France
works between Marseille and Mexico City
Estrid Lutz, french artist who currently works between Marseille and Mexico City. -(b. 1989) she is graduated from École nationale supérieure des Beaux- Arts, Paris DNSAP in 2016 with honors and previously she studied at the Art Center College of Design, Los Angeles, CA, USA.
Recent exhibitions: Toxins, Future Gallery, Berlin Jelato Love, Palma de Mallorca (2018); exhibitions with Emile Mold include: Kunstverein Arnsberg, Arnsberg (2018); Future Gallery, Berlin (2017); The Composing Rooms, Berlin (2016); and group exhibitions: ‘Crash Test’ at La Panacée, Montpellier (2018); Rowing Projects, London (2016); Dog piss protection board, Beijing and MAMO (2015); Cité Radieuse Le Corbusier, Marseilles (2015).
Estrid Lutz’s works are hybrids transitionals forms, collages or sculptures made from a variety of resistant, lightweight, toxics innovating materials such as honeycomb alluminium,kevlar/carbon/glass fibers mixing with epoxy resin, her drawings, images, photoluminescents powders.
Forms of violence, from suffering and war, witnessed onscreen, mutli destructions ,the feeling of missing someone, or being lonely, resonate throughout Estrid’s works in both image and physical form.
The materials’ ability to endure aggression and deconstructive processes, is revealing the potential resistance of the used fibers in an a raw engaged and intuitive human-cyborg relationship.

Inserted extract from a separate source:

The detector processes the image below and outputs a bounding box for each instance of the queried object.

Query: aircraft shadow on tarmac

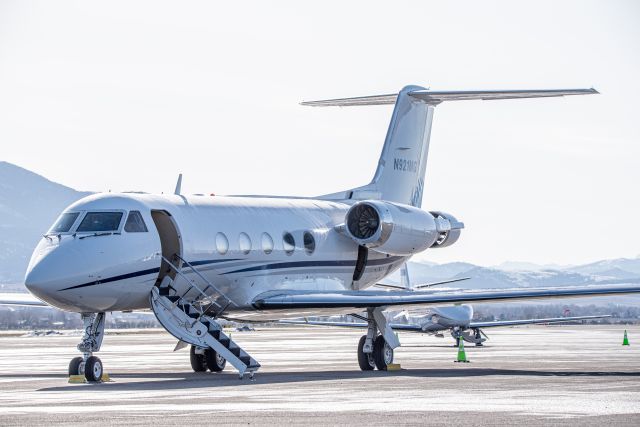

Physically, her sculptures resemble futuristic elements that have served as protection against a nuclear bomb. A primal form of protection and enhancement, as well as an expression of our socio-economic realities, constructed and seen through a screen or not.
Her researchs refers not only to the death, the obsolescence towards our current ecological deterioration but also an activation of materials processes in her artist studio ‘lab’ which are by enlarge highly toxic chemical endeavors -a sort of «techno – bricolage». She is seeking for an uncanny ambivalence between electronic waste and a possibility of emerging spirits, that might inhabit our devices.
Lutz’s work speaks to the current age, where science and technology have thoroughly affected the climate and natural environment, especially where it concerns or effects organisms, the cellular, bacterial, plant, animal, and human life. But it is how the emotional human body and mind are altered in a physically disconnected, yet globally conscious time, that is at the core of Lutz’s work.